Il est évident que la conversion de l’A.C. entraînait la transformation des activités d’une partie des agents. Ces agents n’avaient aucune connaissance du matériel nouveau, et les travaux à effectuer étaient généralement très différents des travaux effectués aux locomotives à vapeur. De plus, la majorité des travaux nouveaux demandaient une grande habileté, une qualification professionnelle poussée, beaucoup de soin, de propreté et d’ordre.

Pour s’adapter et répondre aux services qu’on lui demandait, le personnel a suivi des cours décrivant le matériel et donnant l’explication du fonctionnement des organes, particulièrement pour le moteur diesel et ses accessoires.

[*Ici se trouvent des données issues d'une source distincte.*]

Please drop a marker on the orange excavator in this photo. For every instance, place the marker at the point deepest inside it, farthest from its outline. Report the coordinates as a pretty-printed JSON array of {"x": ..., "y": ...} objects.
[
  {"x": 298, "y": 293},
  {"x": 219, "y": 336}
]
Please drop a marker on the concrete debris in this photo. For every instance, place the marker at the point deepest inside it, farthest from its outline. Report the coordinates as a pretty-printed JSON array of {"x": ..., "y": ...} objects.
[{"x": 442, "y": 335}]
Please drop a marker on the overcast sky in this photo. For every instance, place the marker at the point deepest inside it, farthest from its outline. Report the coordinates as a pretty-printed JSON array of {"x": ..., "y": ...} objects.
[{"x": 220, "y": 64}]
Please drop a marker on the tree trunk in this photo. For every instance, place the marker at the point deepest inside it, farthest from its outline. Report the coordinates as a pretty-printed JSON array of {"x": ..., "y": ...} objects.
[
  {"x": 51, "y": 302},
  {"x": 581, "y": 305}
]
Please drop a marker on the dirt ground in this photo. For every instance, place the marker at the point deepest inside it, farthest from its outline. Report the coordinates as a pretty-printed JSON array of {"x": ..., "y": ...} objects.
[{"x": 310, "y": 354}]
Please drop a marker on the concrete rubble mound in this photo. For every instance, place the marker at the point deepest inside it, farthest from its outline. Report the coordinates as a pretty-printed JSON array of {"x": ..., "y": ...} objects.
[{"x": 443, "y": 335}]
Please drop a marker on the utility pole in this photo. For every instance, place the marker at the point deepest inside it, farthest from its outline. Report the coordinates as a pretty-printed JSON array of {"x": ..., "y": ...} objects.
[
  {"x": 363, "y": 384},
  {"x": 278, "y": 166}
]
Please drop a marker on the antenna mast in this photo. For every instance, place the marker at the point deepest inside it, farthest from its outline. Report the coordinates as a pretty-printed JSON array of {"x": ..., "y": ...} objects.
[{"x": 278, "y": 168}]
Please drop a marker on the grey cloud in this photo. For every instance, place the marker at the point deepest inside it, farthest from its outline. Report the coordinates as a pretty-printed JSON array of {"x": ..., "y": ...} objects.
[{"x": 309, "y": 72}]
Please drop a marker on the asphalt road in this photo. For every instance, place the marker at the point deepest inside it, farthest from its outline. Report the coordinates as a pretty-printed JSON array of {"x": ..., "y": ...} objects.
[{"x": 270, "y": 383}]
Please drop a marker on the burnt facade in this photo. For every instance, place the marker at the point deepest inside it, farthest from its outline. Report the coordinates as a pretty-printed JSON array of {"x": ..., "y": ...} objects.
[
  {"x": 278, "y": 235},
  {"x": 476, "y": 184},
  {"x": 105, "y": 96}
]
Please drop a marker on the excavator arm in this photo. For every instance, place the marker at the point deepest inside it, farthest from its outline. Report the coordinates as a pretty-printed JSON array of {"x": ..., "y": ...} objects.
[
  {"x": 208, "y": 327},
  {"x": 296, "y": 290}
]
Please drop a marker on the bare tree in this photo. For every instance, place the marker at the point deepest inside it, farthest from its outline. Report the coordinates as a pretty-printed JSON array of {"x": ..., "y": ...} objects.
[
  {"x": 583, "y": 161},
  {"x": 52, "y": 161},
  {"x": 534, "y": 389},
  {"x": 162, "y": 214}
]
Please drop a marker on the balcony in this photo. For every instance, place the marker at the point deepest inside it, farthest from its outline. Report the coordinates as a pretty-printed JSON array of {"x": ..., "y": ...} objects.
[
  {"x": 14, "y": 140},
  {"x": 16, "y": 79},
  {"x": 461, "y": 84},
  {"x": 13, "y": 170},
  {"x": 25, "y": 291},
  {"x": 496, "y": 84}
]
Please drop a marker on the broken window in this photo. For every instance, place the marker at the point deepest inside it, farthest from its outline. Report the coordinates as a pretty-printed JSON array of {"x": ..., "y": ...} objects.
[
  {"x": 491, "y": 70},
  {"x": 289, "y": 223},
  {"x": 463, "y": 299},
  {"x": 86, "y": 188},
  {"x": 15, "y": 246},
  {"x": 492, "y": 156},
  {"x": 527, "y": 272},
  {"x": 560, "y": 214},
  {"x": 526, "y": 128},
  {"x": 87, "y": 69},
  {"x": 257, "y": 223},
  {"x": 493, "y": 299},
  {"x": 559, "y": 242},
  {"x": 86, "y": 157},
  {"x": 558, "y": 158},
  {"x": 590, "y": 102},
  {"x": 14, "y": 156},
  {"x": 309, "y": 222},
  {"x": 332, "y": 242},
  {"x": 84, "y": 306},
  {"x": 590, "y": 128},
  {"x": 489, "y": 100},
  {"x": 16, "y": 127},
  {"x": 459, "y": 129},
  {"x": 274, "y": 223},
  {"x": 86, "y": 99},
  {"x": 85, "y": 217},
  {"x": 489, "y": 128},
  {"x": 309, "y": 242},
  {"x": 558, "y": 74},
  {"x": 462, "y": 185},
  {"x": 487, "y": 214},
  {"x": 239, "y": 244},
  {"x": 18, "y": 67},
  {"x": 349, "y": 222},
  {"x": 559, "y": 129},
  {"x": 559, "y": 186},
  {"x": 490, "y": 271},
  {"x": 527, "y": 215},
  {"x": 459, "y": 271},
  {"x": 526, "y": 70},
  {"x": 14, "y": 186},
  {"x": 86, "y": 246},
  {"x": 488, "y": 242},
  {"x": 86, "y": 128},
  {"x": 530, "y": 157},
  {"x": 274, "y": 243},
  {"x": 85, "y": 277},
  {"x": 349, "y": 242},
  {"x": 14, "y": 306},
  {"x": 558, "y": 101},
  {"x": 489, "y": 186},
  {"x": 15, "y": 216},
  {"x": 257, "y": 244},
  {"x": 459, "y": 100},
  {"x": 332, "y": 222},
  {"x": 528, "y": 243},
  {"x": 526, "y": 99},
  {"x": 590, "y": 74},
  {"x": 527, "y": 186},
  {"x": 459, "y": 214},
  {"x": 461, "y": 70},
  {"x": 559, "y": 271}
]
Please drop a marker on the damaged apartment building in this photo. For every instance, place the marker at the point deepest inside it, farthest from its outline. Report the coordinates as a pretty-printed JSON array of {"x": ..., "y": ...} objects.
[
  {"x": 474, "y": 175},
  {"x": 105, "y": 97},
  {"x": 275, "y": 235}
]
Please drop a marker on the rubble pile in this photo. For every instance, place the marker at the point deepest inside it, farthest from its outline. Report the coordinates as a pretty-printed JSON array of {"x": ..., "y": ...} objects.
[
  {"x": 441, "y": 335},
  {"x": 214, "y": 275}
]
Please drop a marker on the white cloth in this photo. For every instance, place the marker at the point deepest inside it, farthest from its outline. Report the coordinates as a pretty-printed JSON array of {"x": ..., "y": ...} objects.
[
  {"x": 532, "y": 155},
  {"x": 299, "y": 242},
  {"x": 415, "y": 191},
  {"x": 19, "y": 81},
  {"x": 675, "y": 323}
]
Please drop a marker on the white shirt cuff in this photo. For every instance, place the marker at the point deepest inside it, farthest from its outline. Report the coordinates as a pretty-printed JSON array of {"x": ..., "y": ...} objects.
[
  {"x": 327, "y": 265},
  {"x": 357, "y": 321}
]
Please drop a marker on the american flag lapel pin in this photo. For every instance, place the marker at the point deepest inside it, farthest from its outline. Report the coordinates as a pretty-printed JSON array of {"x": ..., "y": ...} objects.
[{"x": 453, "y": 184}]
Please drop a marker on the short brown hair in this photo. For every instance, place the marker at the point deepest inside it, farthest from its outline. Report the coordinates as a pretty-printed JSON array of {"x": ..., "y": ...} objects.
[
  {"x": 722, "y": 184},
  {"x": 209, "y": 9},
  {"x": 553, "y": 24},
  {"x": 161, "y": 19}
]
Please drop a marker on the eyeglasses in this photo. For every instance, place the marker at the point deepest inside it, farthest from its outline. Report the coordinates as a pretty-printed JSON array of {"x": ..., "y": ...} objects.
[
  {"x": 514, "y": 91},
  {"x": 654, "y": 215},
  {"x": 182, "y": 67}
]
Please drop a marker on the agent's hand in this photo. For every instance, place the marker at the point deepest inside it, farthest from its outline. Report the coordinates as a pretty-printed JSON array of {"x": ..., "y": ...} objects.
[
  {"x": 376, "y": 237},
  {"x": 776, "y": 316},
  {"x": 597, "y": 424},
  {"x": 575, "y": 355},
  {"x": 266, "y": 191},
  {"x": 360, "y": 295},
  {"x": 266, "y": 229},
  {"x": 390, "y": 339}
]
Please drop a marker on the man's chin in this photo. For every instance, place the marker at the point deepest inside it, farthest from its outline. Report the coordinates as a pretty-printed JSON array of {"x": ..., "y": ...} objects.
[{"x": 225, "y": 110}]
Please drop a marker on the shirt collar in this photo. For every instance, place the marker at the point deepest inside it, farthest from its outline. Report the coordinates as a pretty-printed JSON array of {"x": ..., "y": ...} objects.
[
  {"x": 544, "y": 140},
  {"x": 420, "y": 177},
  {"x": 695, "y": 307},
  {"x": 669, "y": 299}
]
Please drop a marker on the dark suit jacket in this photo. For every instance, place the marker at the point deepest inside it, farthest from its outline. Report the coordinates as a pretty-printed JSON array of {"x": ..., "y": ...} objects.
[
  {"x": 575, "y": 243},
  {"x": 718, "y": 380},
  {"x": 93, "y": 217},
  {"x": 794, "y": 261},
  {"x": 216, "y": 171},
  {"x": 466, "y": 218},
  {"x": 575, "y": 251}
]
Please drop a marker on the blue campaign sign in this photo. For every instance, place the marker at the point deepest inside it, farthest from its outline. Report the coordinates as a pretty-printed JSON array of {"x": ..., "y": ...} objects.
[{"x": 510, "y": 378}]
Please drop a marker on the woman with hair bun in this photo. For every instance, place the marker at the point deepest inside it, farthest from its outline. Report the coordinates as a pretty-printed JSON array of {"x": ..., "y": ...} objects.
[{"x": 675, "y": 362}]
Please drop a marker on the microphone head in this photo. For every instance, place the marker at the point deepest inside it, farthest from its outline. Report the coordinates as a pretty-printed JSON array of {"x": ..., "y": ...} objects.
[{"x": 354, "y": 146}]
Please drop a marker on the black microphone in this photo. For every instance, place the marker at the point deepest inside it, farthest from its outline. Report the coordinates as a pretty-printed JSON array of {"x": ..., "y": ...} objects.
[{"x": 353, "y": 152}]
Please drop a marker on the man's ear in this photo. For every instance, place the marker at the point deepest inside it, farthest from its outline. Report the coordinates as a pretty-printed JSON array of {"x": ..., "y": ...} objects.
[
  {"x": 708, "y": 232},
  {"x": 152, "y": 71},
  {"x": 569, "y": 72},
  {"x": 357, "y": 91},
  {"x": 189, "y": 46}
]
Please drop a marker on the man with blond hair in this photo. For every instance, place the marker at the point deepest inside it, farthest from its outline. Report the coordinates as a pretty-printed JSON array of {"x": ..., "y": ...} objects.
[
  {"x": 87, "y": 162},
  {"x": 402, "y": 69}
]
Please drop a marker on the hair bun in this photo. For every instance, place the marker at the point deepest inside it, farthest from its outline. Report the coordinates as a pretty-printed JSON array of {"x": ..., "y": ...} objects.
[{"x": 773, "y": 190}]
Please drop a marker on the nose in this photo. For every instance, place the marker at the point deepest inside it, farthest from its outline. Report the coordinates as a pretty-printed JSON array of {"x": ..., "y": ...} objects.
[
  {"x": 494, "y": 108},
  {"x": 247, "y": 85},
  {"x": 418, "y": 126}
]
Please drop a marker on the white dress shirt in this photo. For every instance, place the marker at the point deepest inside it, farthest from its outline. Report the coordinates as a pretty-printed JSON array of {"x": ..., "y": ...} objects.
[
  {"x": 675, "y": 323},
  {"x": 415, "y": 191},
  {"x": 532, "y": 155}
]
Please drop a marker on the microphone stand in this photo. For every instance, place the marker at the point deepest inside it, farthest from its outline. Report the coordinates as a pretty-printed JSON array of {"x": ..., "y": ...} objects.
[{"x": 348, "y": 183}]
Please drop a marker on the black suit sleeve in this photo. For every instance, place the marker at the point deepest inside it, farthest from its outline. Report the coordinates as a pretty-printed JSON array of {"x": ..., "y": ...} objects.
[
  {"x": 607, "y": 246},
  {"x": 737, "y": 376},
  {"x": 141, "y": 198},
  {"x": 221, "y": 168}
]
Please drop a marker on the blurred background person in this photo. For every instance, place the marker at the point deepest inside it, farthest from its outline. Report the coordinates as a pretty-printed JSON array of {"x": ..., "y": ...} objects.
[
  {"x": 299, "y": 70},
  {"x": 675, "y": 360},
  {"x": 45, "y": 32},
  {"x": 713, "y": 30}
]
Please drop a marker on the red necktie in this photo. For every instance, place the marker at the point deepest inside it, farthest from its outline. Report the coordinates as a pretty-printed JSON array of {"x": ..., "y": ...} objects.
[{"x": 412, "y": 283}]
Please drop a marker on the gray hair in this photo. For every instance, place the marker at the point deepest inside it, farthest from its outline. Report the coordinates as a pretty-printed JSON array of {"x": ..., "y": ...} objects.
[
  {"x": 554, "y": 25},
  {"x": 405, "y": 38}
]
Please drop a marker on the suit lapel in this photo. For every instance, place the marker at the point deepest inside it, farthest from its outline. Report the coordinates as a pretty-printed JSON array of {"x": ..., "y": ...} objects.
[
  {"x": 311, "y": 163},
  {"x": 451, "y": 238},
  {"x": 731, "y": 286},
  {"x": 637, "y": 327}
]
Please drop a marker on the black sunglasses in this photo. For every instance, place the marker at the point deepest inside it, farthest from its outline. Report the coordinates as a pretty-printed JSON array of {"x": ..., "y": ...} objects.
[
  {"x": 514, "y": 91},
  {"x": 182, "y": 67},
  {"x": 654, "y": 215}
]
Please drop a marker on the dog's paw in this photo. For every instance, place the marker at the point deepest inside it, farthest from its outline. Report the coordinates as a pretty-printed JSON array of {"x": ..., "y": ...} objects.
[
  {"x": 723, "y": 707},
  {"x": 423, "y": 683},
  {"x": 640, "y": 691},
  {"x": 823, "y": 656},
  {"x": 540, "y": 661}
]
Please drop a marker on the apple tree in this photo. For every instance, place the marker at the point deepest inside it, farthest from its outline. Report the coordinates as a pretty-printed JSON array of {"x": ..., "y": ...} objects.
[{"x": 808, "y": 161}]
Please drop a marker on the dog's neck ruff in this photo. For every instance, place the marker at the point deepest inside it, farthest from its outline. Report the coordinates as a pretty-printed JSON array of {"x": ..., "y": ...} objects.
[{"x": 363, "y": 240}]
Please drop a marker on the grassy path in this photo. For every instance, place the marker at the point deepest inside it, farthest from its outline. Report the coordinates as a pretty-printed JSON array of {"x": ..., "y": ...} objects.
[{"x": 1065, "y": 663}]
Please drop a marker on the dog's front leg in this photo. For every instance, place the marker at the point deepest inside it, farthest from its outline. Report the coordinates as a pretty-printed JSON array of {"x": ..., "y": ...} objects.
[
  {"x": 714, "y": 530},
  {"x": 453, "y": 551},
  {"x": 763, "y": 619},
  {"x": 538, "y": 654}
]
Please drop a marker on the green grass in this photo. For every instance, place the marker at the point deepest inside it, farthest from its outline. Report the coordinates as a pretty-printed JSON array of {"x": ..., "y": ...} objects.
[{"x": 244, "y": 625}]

Quant au personnel de maîtrise, en examinant attentivement le travail en atelier, il a supprimé les mauvaises méthodes et inculqué aux agents les soucis de propreté et de soin indispensables dans les travaux délicats.

 Conclusions

La conversion de l’A.C. peut être considérée comme un succès. Nous le devons :

  • A la qualité de nos locomotives diesel ;
  • A l’effort persévérant de l’ensemble du personnel à tous les échelons ;
  • A l’action constante du personnel de maîtrise et des chefs d’équipe ;
  • A la bonne volonté et à l’entier dévouement de tous les agents.